En amour qui ne négocie pas. L’amour plutôt que la peur
Il n’y a que deux boutons : peur ou amour.
Peur → contraction, repli, mensonge, violence passive-agressive.
Amour → expansion, vérité, créativité, vulnérabilité assumée. John Lennon l’avait compris.

La plupart des gens préfèrent scroller.


Choisir l’amour à chaque fois où la peur hurle « mais faut pas faire de vagues » est la chose la plus subversive qui existe aujourd’hui.
Et la plus rare. 
Le changement que tout le monde attend désespérément ?
Il viendra pas d’un vote, d’une manif, d’un gourou et encore plus moins d’une appli de méditation à 14,99 €/mois.
Il viendra quand assez de gens arrêteront de se mentir à eux-mêmes.

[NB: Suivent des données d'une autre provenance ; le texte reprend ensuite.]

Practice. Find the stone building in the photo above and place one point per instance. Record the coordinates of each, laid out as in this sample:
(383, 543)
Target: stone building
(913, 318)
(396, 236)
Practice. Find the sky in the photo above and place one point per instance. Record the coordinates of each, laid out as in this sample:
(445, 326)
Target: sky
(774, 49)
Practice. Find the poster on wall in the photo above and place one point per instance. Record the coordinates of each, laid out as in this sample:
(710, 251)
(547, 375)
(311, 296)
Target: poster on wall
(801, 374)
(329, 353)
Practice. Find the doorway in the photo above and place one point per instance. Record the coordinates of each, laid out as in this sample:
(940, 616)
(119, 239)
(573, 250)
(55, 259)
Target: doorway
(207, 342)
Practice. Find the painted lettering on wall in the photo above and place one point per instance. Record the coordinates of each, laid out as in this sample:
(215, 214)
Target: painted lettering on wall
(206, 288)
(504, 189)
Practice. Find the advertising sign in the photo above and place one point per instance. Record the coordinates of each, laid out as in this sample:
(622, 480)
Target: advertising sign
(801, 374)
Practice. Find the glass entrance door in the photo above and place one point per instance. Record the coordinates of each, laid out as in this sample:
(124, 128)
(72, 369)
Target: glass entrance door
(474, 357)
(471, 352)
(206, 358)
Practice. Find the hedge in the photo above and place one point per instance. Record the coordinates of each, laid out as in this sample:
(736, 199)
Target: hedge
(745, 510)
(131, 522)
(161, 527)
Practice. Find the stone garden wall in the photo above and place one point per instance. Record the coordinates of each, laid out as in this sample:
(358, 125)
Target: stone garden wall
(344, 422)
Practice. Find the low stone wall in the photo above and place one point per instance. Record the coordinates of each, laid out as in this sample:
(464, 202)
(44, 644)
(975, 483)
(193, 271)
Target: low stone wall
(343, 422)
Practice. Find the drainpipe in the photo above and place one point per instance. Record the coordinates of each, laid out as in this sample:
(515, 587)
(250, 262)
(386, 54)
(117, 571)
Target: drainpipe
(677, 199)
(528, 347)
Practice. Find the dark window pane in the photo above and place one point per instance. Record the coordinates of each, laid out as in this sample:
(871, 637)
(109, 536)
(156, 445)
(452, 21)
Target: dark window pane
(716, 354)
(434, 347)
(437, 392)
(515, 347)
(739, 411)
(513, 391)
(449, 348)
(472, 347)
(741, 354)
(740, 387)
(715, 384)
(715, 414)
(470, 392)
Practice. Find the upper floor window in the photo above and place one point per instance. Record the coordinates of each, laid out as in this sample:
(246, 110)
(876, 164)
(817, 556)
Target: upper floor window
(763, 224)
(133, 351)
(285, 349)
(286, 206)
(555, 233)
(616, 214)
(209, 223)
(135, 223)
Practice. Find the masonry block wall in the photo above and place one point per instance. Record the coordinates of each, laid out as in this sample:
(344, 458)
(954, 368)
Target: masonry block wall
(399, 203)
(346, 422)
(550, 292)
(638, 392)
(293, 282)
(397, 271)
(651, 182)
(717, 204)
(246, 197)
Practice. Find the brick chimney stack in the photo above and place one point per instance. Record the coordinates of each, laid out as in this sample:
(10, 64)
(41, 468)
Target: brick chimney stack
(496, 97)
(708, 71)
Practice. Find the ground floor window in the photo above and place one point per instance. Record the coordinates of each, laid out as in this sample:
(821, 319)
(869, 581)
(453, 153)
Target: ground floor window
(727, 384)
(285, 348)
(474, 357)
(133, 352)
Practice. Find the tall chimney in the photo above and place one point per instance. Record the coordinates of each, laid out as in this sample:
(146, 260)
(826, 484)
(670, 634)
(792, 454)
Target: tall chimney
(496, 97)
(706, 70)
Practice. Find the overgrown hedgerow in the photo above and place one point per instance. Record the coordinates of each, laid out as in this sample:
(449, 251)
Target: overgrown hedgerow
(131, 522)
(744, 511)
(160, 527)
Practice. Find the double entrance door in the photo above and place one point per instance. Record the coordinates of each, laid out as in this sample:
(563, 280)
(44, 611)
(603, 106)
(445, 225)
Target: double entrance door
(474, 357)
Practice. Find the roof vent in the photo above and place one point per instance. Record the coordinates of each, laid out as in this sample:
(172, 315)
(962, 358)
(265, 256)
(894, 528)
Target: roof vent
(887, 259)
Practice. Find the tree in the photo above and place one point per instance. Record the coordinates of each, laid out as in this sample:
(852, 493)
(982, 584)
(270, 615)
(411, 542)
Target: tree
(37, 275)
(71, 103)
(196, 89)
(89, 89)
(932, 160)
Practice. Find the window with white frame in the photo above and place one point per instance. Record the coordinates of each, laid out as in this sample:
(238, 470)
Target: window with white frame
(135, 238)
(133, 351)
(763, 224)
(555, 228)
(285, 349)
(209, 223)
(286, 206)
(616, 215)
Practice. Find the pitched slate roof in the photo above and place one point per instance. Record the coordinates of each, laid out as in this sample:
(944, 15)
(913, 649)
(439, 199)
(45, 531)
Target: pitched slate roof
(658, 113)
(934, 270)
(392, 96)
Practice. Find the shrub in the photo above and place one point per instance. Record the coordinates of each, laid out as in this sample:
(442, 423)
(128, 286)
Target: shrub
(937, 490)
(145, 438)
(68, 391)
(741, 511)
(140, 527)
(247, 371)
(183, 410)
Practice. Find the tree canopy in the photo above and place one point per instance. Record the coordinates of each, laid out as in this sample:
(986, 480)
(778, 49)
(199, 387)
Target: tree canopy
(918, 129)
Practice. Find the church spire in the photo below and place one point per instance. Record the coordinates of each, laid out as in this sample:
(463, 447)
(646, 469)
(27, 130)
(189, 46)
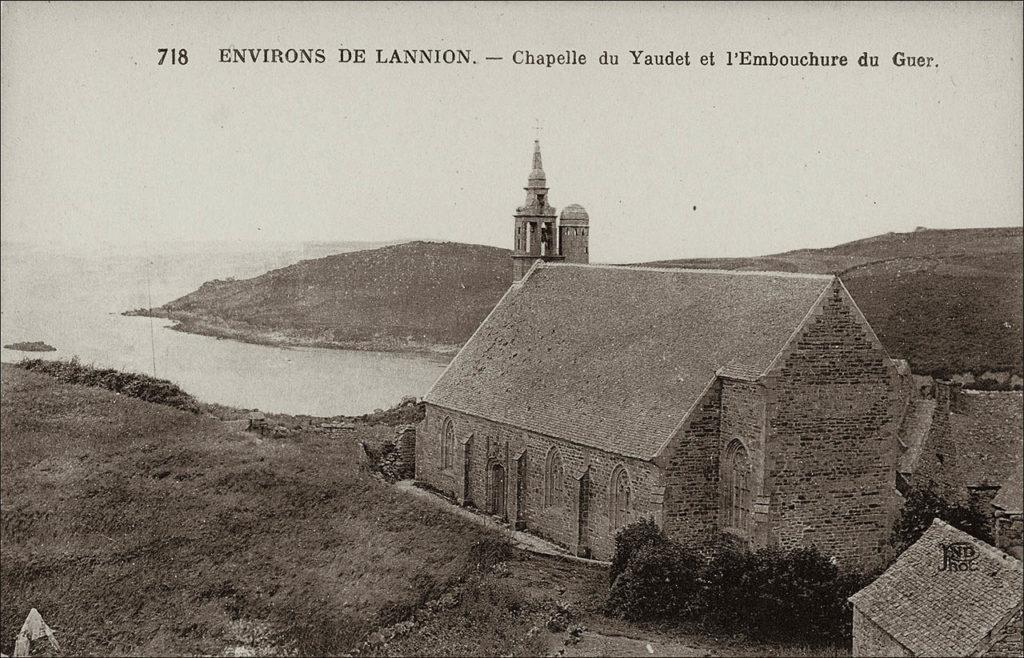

Tout commence dans nos têtes.
Puis dans nos choix de tous les jours.
Puis dans un "non catégorique" au prochain ordre imbécile.

La liberté n’est pas un cadeau.
C’est une décision répétée.
Souvent douloureuse.
Presque toujours solitaire au début.

« Le courage est un mot du cœur. »
Brené Brown
(la majorité préfère avoir raison que d’avoir du cœur, c’est plus confortable)
Se soumettre à la connerie ambiante, à la violence légale, à la haine banalisée, à la destruction lente de tout ce qui vit…, c’est de la lâcheté certifiée.  Désobéir, aimer malgré tout, dire non quand tout le monde dit oui…, ça c’est du courage.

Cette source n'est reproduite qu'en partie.